Mas acho que é um processo que ocorre de forma tão gradual quanto o desamor: não há um momento exato em que algo assim acontece, embora haja um momento revelador no qual se percebe que as coisas mudaram. Fala-se muito em gentrificação, mas há uma palavra que descreve um processo reverso, algo como “desgentrificação”, para dar conta do processo que afetou estes quarteirões pelos quais estou caminhando agora, enquanto penso em tudo isso?

Planos de revitalização

Desde que a vida voltou ao normal depois do choque provocado pelo coronavírus, a administração da cidade de Buenos Aires se esforçou com bastante afinco para resgatar o centro do esquecimento. Eles têm um plano. Um plano que inclui ações artísticas e econômicas, e que consiste em promover a compra de casas e a conversão de antigos escritórios em residências. O objetivo é transformar esta área esquecida em um bairro residencial, repovoá-la. O centro tem tudo para isso: boa conectividade (estações de metrô e avenidas), prédios construídos à moda antiga, muito mais bonitos que os modernos, e a proximidade com o rio.

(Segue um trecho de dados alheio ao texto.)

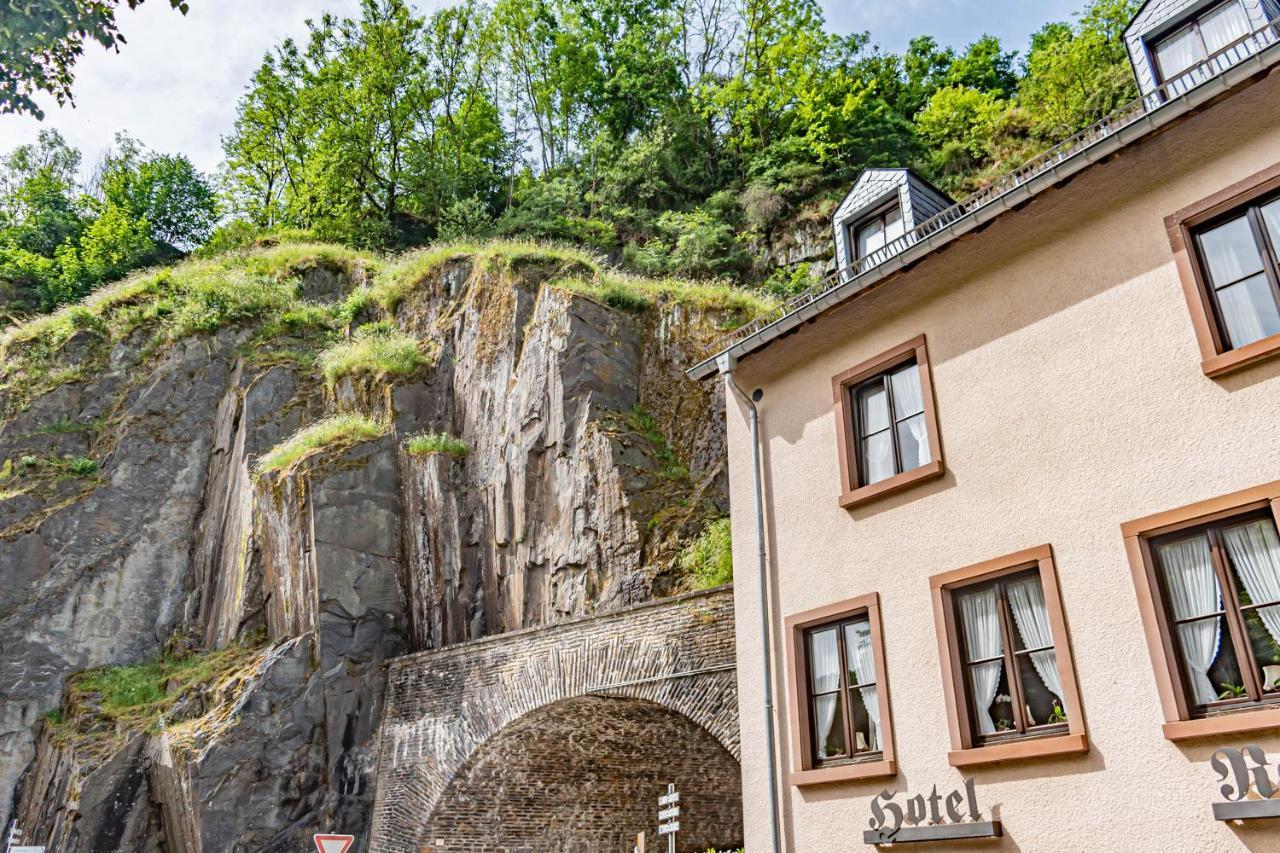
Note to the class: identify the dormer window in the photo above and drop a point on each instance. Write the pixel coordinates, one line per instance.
(880, 215)
(1200, 39)
(880, 229)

Será que vão conseguir, voltarei a ver um microcentro pujante alguma vez? Presumo que, para além das ações públicas necessárias, aqui pesam mais as leis do mercado que as do Estado, porque há algo que o Estado tem dificuldade em regular e com o que o mercado sabe lidar perfeitamente: o desejo humano. Só posso desejar, como boa nostálgica, que em algum momento queiramos voltar a habitar estes quarteirões, para poder caminhar por eles relembrando o passado e, ao mesmo tempo, construindo um presente.